Food chemistry is one of the foundational pillars of food science. Understanding food chemistry opens up a world of knowledge you can tap into.

Why does a high-sugar bread brown faster than bread without sugar? Why does broccoli change color when you cook it? Why do peeled apples turn brown? This course will help you understand what’s going on!

The basics of food chemistry

This course discusses the fundamentals of food chemistry. You’ll get familiar with basic terminology and methodologies. We’ll start with the smallest building blocks (atoms) and how they form molecules. From there, we’ll discuss the building blocks of most of our food: proteins, carbohydrates, and fats.
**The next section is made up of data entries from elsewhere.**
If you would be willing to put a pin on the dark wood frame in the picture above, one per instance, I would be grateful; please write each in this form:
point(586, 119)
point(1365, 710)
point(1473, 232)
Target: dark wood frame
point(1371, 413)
We’ll end with a quick dip into the world of chemical reactions – where chemistry really starts getting exciting!

This course is for you if:

  • You’re a chef or home cook who doesn’t just want to follow a recipe, but really understand what is going on.
  • You have taken basic chemistry courses in the past, and want to learn how it relates to food.
  • You are taking chemistry classes at the moment but have trouble seeing how you can apply it. This course will give you ample examples of food chemistry in action!

This course is probably not for you if:

  • You have recently taken advanced chemistry classes; this course covers the basics which you probably know already.
  • You just want to learn what you need for school exams.
  • You learn best by watching videos. This course is mostly text and photo-based.